Au niveau local, le phénomène n’est pas aussi simple. Par exemple, les pays émergents connaissent une croissance
économique que le monde occidental a perdue. Pour le moment, ils produisent des biens qui sont consommés par l’Occident qui, lui, produit de moins en moins. Le système a fonctionné tout d’abord,
pendant la période coloniale, grâce à l’exploitation des matières premières et du travail dans les pays colonisés. Il se perpétue d’ailleurs ensuite dans ces mêmes pays après la décolonisation.
Mais la plus grande partie des biens consommés sont actuellement produits dans les pays émergents où le travail est vingt fois moins rémunéré qu’en Occident.
Cette mise à disposition facile des biens de consommation au plus grand nombre en Occident a conduit chacun à surconsommer, et une prise de conscience à la fin des années 1960 n’a pas ralenti la
surconsommation. Cette surconsommation, ne pouvant plus être financée par la production qui a émigré, conduit l’Occident à s’endetter jusqu’au surendettement. Si tous les individus et toutes les
familles ne s’endettent pas, les états s’endettent pour mettre à la disposition des peuples des infrastructures et des services qui profitent à tous. Ce surendettement des particuliers et des
collectivités conduirait à la faillite, et cette dernière ne pourra être évitée que par une réduction drastique de la consommation. Cette diminution de la consommation occidentale conduira à une
diminution de la production des biens consommables dans les pays émergents où ils sont produits. Et en définitive, le monde entier s’oriente bien vers une diminution de ce que l’on appelle
« la croissance ».
Pour retrouver cette « croissance », cette production croissante des biens que le Monde a connue grâce à l’utilisation de plus en plus généralisée des moteurs thermiques, il faudrait
qu’une nouvelle « grande invention » permette une exploitation nouvelle de la nature, une exploitation différente de celles que nous connaissons.
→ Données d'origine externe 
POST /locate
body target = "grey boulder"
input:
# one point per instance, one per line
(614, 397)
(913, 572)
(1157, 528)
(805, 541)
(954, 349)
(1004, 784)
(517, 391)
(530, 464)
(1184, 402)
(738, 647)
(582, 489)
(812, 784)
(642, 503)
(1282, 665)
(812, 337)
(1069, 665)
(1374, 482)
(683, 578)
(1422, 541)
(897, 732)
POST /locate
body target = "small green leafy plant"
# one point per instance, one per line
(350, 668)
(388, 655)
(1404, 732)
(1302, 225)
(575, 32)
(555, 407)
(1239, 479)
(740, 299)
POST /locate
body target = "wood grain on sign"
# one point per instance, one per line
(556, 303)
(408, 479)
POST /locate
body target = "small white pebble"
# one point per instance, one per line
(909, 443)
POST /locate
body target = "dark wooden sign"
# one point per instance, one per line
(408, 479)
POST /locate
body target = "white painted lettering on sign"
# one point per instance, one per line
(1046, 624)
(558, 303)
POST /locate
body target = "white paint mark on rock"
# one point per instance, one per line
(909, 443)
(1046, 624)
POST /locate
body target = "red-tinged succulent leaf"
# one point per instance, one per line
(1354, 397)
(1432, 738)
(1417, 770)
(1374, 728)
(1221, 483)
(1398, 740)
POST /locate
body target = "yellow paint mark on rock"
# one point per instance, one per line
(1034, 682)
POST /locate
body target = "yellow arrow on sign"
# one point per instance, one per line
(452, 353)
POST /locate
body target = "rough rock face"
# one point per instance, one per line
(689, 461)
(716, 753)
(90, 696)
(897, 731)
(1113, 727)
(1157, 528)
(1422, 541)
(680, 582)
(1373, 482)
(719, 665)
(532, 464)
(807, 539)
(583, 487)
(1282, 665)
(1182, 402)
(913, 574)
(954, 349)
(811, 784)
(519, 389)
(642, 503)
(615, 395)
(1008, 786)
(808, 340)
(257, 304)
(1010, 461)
Certes, les innovations foisonnent à
notre époque, mais aucune d’entre elles ne semble pouvoir nous offrir une révolution comparable à celle du moteur thermique, qui met à la disposition d’un seul homme au volant de sa voiture une
énergie cinq cents à mille fois plus grande que la sienne. Comme cette dernière invention révolutionnaire nous a ouvert l’accès à ces énergies considérables, c’est tout naturellement dans le
domaine de la puissance énergétique que nous recherchons « l’invention majeure » qui révolutionnera nos modes de vie, notre environnement, et qui nous permettra de vivre plus nombreux
sur Terre. Malheureusement, jusqu’ici :
Nos réserves d’hydrocarbures s’épuisent et leurs sources nouvelles (off-shore, schistes bitumineux) ne paraissent pas sûrs.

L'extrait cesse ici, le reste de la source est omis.